After the first electron is removed, you are left with an ion (\( Al^+ \)) which already has a positive charge. The second ionization energy involves removing another electron from this ion:
\( Al^+(g) \rightarrow Al^{2+}(g) + e^- \)
This step requires more energy than the first ionization. The remaining electrons are more strongly attracted to the nucleus due to the positive charge of the ion, which comes from the loss of one electron. Therefore, more energy is required to overcome this attraction and remove an additional electron.

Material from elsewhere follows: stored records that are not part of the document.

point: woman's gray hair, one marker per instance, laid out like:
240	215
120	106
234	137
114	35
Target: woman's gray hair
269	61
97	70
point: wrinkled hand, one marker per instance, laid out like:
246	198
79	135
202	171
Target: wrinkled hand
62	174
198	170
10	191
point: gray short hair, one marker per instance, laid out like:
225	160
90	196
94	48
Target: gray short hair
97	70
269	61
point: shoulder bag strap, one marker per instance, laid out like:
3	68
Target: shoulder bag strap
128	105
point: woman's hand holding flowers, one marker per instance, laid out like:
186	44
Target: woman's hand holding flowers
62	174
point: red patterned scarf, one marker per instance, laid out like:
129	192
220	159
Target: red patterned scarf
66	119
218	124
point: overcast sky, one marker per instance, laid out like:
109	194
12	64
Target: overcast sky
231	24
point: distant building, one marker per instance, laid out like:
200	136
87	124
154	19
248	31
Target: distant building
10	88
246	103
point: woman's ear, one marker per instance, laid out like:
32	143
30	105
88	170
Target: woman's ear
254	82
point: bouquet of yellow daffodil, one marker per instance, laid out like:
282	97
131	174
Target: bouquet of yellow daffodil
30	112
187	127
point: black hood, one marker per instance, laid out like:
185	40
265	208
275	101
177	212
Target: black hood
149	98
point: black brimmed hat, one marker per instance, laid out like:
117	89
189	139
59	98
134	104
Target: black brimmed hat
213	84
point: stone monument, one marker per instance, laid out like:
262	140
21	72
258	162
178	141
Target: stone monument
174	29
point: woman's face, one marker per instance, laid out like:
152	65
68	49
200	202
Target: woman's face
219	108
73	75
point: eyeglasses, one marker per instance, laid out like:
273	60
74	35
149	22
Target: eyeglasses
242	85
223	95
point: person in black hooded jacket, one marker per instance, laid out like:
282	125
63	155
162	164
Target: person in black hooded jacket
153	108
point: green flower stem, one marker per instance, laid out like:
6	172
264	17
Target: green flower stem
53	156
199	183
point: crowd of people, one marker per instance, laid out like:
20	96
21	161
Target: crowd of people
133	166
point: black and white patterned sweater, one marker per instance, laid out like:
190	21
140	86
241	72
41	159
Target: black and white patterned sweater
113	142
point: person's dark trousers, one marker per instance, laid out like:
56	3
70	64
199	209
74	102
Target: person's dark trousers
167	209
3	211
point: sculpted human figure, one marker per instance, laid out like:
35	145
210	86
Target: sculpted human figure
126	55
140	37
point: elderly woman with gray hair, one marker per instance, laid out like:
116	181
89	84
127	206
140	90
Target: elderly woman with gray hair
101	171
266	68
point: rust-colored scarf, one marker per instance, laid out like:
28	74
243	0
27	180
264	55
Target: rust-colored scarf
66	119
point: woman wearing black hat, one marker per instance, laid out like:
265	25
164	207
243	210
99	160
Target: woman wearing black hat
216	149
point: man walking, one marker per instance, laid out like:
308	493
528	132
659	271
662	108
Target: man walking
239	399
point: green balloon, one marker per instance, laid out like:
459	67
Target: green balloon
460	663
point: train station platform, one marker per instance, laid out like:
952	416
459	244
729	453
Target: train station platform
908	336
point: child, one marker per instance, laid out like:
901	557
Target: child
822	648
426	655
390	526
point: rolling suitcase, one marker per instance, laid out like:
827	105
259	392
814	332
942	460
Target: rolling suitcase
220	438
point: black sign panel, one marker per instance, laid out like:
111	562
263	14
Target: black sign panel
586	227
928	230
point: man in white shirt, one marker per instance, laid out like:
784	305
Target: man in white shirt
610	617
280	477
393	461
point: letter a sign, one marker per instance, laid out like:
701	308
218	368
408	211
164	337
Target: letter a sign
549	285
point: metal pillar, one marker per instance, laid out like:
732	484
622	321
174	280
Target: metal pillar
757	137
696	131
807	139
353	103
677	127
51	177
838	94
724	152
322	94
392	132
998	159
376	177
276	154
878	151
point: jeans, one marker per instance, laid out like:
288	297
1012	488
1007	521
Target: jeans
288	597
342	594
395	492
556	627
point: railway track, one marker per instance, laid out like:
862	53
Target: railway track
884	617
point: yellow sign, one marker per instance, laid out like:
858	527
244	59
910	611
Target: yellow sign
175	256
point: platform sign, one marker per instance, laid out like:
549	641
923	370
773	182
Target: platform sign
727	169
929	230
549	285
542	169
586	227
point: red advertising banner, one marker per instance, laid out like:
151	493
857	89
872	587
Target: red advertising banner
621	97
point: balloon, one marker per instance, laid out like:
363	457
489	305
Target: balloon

As the nuclear charge effectively increases, each successive electron becomes harder to remove.

Third Ionization Energy

Following the removal of the second electron, we have \( Al^{2+} \) as the ion. The third ionization energy is the energy required to remove yet another electron from this doubly charged ion:\( Al^{2+}(g) \rightarrow Al^{3+}(g) + e^- \)This step sees the highest increase in ionization energy. Due to the even higher positive charge (\( Al^{2+} \) ), the attraction force on the remaining electrons is significantly stronger. More energy must be applied to remove this electron compared to the first and second ionizations.
In summary, as you increase the positive charge of an ion by removing more electrons, the harder it becomes to remove further electrons due to increased electrostatic attraction towards the nucleus.